The baptism of contemporary values can take a number of differing forms. There is the very popular and smug wealth-righteous feel-goodness of the Joel Osteen’s, for there are many who embrace this facile creed. There is the espousal of condemnatory hatred for difference of which Roy Moore is but the latest poster boy for a Christianity marked by its narrow intolerance, and message of exclusion. There is yet another form of cultural baptism, one that perhaps at St Martin’s we are more aligned with. This is the baptism of post-Enlightenment, ethical reason, expressive of a belief in the moral and ethical superiority of liberal, inclusive values. This is the Christianity of the good and the reasonable, whose sense of moral satisfaction leaves little room for the God Paul preached.
Here’s Paul speaking:
Though in the form of God, Jesus did not count equality with God something to be exploited. He did not stand on his superior status but emptied himself, taking the form of a servant.
The primacy of relationship with God is the basis upon which Paul issues his heartfelt plea to the Philippians. The relationship between Christians, Paul contends, must always be modeled on the relationship Jesus shared with God:
For being born as a human being, Jesus humbled himself, and became obedient even to the point of death, and not just any death but death on a cross.

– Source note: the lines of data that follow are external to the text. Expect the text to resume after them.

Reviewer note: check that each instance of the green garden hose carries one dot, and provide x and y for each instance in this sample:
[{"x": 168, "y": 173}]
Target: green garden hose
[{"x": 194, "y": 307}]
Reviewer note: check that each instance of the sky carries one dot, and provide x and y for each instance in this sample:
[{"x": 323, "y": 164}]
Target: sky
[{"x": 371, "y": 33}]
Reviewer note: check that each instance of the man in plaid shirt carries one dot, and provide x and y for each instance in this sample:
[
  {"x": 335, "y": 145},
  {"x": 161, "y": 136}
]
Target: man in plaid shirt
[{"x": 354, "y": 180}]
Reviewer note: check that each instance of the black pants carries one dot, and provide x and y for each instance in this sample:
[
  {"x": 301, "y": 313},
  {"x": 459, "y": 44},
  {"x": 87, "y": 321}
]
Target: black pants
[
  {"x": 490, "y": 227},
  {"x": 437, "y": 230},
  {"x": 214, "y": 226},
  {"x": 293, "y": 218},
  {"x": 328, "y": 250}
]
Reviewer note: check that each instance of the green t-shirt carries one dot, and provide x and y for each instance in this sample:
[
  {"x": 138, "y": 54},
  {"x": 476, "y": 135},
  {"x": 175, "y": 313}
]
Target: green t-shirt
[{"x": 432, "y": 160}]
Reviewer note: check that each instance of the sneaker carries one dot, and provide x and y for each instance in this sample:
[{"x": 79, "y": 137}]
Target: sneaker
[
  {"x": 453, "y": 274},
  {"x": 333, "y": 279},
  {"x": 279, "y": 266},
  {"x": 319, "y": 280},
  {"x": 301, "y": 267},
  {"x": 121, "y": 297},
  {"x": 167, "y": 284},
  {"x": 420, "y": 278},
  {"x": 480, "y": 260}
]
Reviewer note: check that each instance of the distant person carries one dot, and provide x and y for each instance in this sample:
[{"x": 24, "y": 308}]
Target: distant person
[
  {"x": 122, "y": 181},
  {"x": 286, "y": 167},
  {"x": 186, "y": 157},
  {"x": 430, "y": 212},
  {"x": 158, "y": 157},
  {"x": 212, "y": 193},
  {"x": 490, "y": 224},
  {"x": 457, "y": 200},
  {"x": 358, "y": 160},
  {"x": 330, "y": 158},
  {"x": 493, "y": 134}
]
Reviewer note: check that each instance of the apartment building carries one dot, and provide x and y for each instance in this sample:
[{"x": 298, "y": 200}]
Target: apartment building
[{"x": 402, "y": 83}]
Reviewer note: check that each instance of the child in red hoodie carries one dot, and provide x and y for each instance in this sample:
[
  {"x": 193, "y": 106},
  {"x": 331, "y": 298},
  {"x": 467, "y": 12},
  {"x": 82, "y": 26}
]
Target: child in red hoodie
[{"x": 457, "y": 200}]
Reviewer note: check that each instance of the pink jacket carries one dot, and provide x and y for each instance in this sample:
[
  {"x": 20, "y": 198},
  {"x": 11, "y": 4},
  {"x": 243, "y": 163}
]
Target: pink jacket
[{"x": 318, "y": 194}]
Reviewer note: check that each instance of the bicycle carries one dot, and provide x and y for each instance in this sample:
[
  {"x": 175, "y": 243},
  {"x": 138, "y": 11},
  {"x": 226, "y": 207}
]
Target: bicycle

Hence, our humanity is defined not by our God-like aspiration, which is a kind of deluded omnipotence, but through our sacrificial action of service to, and for, one another.
In Jesus, we have our blueprint of God’s vision for humanity, a vision in which humility and obedience become the hallmarks.
Therefore, my beloved, just as you have always obeyed me, not only in my presence but much more now in my absence, work out your own salvation with fear and trembling, for it is God who is at work in you.
Do we have the courage to approach the practice of our faith in a spirit of fear and trembling, allowing God greater scope to work in, and through, us? Fear and trembling here do not mean fearfulness or weakness, but possessing a spirit of respectful listening to God, of being open to the intimations of the divine, through which a growing conscious awareness of God begins to reshape us. It is not what we do that matters, but what we allow God to accomplish, working in, and through, us.